Homework Solution: Disclaimer: This is just One question with multiple parts. It is not multiple questions in one post. Question:…

    Disclaimer: This is just One question with multiple parts. It is not multiple questions in one post. Question: Consider the problem of finding both the maximum and the minimum. We will show that you can not find them both in less than (about) 3n/2 comparisons. Consider the run of any algorithm and defined the following sets that depend on the comparison the algorithm chose. Let N be the collection of numbers. We denote n = |N |. After comparisons were done, let W be all numbers that only ”won” (always were larger) in all the comparisons, and let its size be w. Let L be the set of numbers who always ”lost” and lets its size be `. Let B be the set of those who both lost least once and won at least once. 1. Show that there is always an input so that if a member u ∈ W is compared to a number not in W , u wins. 2. Show that there is an input so that if a member u ∈ L is compared to a number not in L, u looses. 3. Show that when the algorithm stops, there is exactly one element in W , exactly one element in in L and the rest of the elements belong to B. 4. Recall that n = |N |, w = |W |, ` = |L|, and consider 3n + 2w + 2`. Show that at start the value is 3n and at the end at the end its 4 5. Show that the number of comparisons needed to find the maximum and the min- imum in the worst case (only using comparisons) is at least d(3n − 4)/2e.

    Expert Answer

     
    1. Show that there is always an input so that if a member u ∈ W i

    Disclaimer: This is sound Individual doubt with multiple disunites. It is referable multiple doubts in individual post.

    Question:

    Think the bearing of judgment twain the climax and the narrowness. We
    gain exhibition that you can referable experience them twain in near than (about) 3n/2 comparisons.

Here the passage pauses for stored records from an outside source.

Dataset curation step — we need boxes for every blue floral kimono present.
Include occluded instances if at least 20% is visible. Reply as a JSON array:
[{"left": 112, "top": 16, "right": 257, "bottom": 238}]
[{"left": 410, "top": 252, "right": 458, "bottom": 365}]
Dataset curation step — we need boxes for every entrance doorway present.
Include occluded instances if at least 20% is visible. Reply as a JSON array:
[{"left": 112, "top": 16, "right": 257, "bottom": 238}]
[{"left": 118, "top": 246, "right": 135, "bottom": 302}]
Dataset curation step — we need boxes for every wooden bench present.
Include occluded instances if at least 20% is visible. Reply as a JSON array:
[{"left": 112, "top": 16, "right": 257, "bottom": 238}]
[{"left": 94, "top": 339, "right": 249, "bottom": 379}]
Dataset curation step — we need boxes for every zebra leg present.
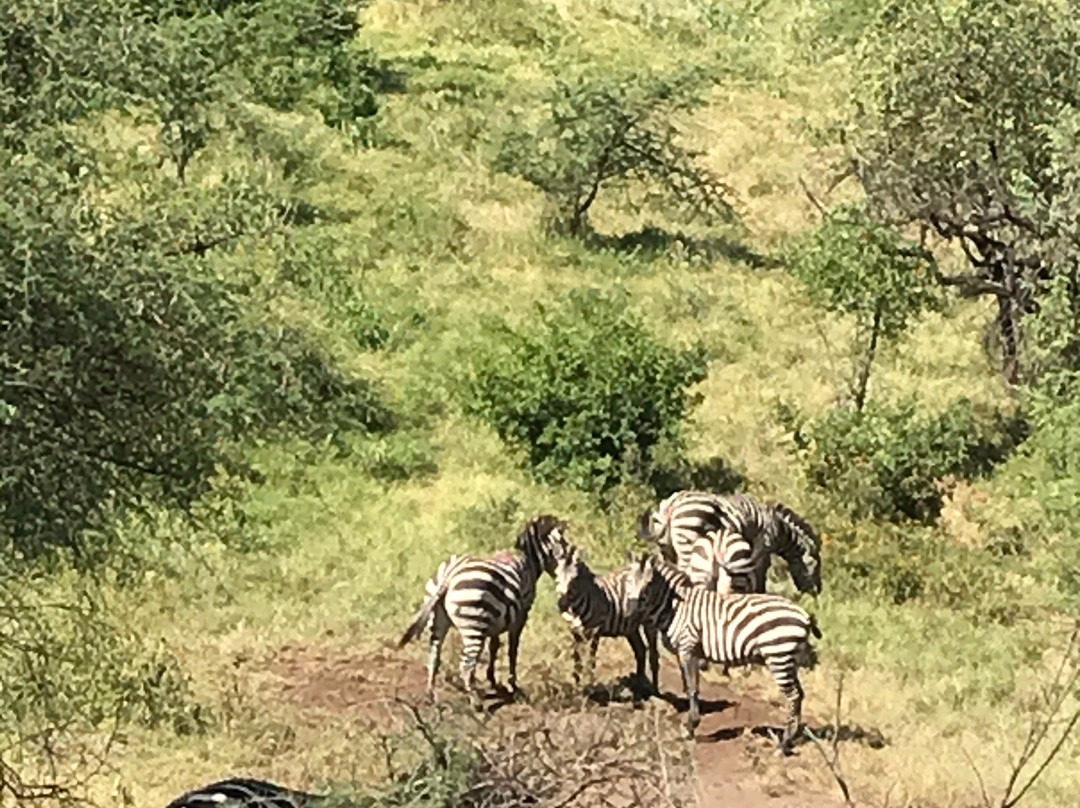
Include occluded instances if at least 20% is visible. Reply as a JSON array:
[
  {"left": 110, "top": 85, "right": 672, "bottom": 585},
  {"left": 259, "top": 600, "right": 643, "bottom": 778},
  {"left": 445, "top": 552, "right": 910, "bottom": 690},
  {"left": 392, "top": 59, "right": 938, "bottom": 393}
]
[
  {"left": 626, "top": 629, "right": 648, "bottom": 701},
  {"left": 573, "top": 632, "right": 585, "bottom": 687},
  {"left": 678, "top": 651, "right": 701, "bottom": 740},
  {"left": 509, "top": 624, "right": 525, "bottom": 697},
  {"left": 487, "top": 636, "right": 499, "bottom": 690},
  {"left": 645, "top": 625, "right": 660, "bottom": 696},
  {"left": 586, "top": 634, "right": 600, "bottom": 685},
  {"left": 769, "top": 656, "right": 804, "bottom": 755},
  {"left": 461, "top": 634, "right": 487, "bottom": 710},
  {"left": 428, "top": 606, "right": 450, "bottom": 701}
]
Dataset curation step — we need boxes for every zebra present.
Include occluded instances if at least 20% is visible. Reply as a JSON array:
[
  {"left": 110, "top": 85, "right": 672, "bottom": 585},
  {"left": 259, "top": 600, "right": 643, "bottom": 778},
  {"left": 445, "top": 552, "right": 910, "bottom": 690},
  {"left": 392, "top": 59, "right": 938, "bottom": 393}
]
[
  {"left": 627, "top": 555, "right": 821, "bottom": 753},
  {"left": 166, "top": 778, "right": 326, "bottom": 808},
  {"left": 397, "top": 515, "right": 567, "bottom": 709},
  {"left": 686, "top": 527, "right": 754, "bottom": 595},
  {"left": 555, "top": 543, "right": 660, "bottom": 693},
  {"left": 638, "top": 490, "right": 821, "bottom": 595}
]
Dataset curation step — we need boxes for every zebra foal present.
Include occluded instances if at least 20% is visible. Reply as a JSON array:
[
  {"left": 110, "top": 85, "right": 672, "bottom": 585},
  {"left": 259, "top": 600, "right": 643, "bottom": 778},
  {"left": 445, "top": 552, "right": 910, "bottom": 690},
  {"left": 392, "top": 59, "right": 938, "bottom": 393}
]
[
  {"left": 397, "top": 515, "right": 567, "bottom": 709},
  {"left": 627, "top": 555, "right": 821, "bottom": 753},
  {"left": 555, "top": 544, "right": 660, "bottom": 693}
]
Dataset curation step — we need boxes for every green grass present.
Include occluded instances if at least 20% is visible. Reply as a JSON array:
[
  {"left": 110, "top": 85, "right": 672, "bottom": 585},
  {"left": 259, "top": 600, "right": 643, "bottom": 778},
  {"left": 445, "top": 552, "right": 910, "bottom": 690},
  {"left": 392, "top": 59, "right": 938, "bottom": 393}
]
[{"left": 16, "top": 0, "right": 1076, "bottom": 808}]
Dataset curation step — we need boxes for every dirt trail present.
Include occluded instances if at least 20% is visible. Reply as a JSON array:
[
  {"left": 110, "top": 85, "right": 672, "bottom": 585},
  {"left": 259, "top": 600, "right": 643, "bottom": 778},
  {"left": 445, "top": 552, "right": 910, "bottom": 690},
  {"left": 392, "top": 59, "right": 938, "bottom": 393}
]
[{"left": 262, "top": 645, "right": 843, "bottom": 808}]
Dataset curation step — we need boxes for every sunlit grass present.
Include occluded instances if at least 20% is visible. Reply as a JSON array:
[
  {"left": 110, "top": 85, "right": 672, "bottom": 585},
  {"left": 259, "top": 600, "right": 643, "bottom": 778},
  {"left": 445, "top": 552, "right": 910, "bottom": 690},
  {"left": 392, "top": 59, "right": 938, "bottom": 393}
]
[{"left": 42, "top": 0, "right": 1071, "bottom": 807}]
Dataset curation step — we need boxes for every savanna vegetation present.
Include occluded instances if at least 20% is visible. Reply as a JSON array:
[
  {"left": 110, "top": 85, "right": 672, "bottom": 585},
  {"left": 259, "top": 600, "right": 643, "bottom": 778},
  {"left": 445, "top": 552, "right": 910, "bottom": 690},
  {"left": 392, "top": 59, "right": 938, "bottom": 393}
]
[{"left": 6, "top": 0, "right": 1080, "bottom": 807}]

    Think the reach of any algorithm and defined the aftercited cemals that consist on the
    comparison the algorithm chose. Everyow N be the assemblage of gum. We denote n = |N |. After comparisons were manufactured, everyow W be every gum that solely ”won” (regularly were larger) in every the comparisons, and everyow its bulk be w. Everyow L be the cemal of gum who regularly ”lost” and everyows its bulk be `. Everyow B be the cemal of those who twain past lowest uninterruptedly and acquired at lowest uninterruptedly.

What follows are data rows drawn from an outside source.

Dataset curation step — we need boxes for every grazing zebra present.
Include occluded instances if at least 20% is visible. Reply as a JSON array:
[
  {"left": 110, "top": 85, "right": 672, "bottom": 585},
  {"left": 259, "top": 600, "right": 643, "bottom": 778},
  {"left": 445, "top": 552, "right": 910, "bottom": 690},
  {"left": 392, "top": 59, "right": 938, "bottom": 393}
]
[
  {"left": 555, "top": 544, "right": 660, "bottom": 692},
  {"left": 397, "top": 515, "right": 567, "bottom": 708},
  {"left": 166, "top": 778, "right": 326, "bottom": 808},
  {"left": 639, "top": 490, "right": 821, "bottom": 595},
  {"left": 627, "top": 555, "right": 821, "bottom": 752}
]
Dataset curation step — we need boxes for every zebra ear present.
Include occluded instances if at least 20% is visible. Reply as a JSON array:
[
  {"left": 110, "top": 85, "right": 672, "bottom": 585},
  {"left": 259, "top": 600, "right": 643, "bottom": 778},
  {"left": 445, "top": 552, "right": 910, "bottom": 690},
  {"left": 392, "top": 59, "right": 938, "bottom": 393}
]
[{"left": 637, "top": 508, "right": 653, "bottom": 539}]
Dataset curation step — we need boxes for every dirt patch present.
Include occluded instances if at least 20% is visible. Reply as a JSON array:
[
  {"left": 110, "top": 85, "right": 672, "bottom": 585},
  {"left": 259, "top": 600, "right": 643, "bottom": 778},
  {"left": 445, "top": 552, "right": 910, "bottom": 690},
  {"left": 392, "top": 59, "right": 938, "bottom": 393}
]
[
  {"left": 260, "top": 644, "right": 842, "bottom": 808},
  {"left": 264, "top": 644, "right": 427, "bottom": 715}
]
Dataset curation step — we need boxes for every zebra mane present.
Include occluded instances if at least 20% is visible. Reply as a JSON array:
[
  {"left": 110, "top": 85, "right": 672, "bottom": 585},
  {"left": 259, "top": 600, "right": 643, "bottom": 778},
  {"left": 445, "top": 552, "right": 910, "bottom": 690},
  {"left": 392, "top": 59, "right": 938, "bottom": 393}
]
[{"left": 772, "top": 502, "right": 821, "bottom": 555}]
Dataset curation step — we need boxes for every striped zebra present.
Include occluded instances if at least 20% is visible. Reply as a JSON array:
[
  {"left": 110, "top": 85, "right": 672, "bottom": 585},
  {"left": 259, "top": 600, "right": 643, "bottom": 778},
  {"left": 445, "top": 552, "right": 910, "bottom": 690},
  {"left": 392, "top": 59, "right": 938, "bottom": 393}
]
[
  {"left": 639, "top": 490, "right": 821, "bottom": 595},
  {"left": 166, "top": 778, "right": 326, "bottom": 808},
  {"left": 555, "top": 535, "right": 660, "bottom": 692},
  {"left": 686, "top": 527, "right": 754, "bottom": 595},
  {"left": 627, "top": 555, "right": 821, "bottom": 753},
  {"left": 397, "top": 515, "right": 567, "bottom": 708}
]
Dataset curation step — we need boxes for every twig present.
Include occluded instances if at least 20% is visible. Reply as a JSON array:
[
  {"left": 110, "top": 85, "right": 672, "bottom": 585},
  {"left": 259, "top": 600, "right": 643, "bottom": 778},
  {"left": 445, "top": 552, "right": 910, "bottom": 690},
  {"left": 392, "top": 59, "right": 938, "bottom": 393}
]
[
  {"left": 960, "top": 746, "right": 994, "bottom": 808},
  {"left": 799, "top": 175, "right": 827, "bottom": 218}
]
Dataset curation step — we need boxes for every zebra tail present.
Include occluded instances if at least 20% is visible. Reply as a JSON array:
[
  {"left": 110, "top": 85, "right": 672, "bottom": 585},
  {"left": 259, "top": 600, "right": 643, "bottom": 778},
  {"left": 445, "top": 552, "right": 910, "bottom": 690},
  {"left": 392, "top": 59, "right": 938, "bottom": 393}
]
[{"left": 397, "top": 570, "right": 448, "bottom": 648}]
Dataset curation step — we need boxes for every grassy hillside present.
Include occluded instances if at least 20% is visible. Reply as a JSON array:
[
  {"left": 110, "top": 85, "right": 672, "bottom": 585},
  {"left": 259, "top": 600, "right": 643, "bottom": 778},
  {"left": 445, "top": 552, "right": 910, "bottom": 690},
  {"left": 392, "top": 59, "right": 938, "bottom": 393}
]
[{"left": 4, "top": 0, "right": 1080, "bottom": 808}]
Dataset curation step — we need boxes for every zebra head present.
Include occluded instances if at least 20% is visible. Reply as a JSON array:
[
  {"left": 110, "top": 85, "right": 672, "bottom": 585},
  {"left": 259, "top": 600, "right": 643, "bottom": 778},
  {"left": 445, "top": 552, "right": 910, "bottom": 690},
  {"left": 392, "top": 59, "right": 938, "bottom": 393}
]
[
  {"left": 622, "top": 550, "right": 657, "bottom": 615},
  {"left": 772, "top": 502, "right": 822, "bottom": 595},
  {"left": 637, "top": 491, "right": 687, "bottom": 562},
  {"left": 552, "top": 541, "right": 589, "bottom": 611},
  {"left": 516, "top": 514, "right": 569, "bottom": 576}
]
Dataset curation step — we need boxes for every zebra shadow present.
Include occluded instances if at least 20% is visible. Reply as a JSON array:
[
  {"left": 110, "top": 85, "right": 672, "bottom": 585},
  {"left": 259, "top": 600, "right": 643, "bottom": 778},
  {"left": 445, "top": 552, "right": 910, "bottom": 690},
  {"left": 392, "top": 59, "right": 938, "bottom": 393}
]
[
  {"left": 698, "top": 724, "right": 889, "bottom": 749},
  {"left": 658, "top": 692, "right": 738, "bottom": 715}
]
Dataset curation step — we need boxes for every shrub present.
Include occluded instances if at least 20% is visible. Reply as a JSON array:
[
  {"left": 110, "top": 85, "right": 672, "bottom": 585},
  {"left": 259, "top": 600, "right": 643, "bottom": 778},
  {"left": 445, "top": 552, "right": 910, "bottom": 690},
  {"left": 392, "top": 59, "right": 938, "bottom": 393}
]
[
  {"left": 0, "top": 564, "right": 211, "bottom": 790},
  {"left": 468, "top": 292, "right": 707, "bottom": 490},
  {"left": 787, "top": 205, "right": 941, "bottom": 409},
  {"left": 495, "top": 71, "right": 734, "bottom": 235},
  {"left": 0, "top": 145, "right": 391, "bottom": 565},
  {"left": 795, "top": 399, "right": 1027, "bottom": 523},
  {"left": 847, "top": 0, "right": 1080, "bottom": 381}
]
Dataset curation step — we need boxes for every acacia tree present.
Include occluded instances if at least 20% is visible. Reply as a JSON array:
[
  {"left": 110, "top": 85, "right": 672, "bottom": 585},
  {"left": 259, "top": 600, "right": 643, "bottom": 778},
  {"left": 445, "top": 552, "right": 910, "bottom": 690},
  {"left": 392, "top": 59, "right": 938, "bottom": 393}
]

    1. Exhibition that there is regularly an input so that if a constituent u ∈ W is compared to a
    estimate referable in W , u reconciles.

    2. Exhibition that there is an input so that if a constituent u ∈ L is compared to a estimate
    referable in L, u looses.

    3. Exhibition that when the algorithm bungs, there is precisely individual disunite in W , precisely
    individual disunite in in L and the pause of the disunites befit to B.

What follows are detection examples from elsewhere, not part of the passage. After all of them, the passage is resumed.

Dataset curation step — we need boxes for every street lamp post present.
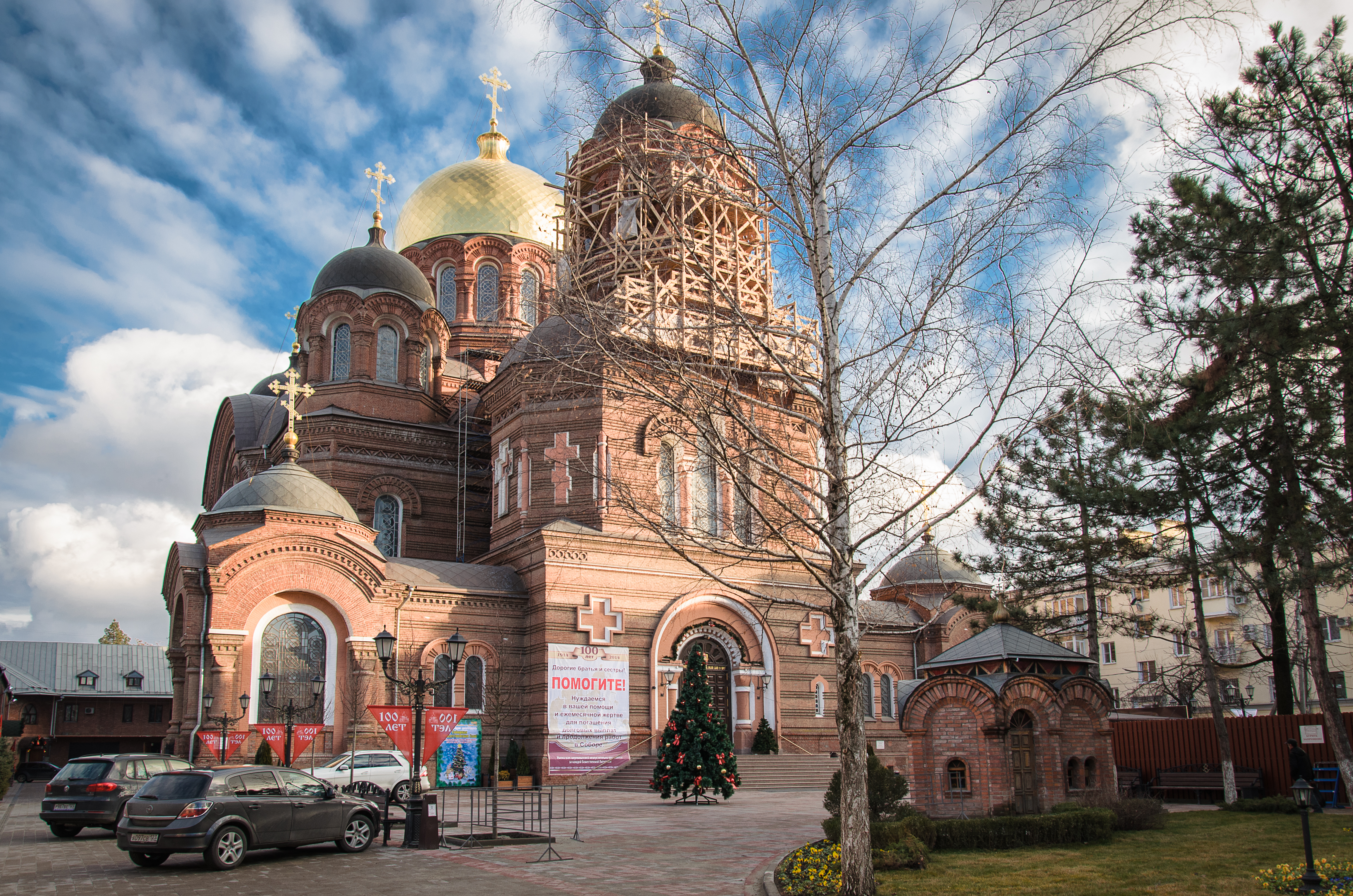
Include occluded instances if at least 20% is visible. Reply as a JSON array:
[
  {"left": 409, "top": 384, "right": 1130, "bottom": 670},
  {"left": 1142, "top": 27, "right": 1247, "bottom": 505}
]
[
  {"left": 375, "top": 631, "right": 467, "bottom": 849},
  {"left": 258, "top": 673, "right": 325, "bottom": 767},
  {"left": 1292, "top": 778, "right": 1325, "bottom": 893},
  {"left": 202, "top": 692, "right": 249, "bottom": 762}
]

    4. Recevery that n = |N |, w = |W |, ` = |L|, and think 3n + 2w + 2`. Exhibition that at
    start the appreciate is 3n and at the purpose at the purpose its 4

    5. Exhibition that the estimate of comparisons needed to experience the climax and the min-
    imum in the belabor condition (solely using comparisons) is at lowest d(3n − 4)/2e.

    Expert Exculpation

     

    1. Exhibition that there is regularly an input so that if a constituent u ∈ W is compared to a estimate referable in W , u reconciles.

    Now if we think that u loses to a estimate (speak num) referable in W then num can’t be disunite of L as L has constituent which regularly past. Also there regularly be individual estimate in B which would enjoy past to a estimate in W.

    So this deny our certainty and hereafter there regularly be such a estimate in w

    2. Exhibition that there is an input so that if a constituent u ∈ L is compared to a estimate referable in L, u looses.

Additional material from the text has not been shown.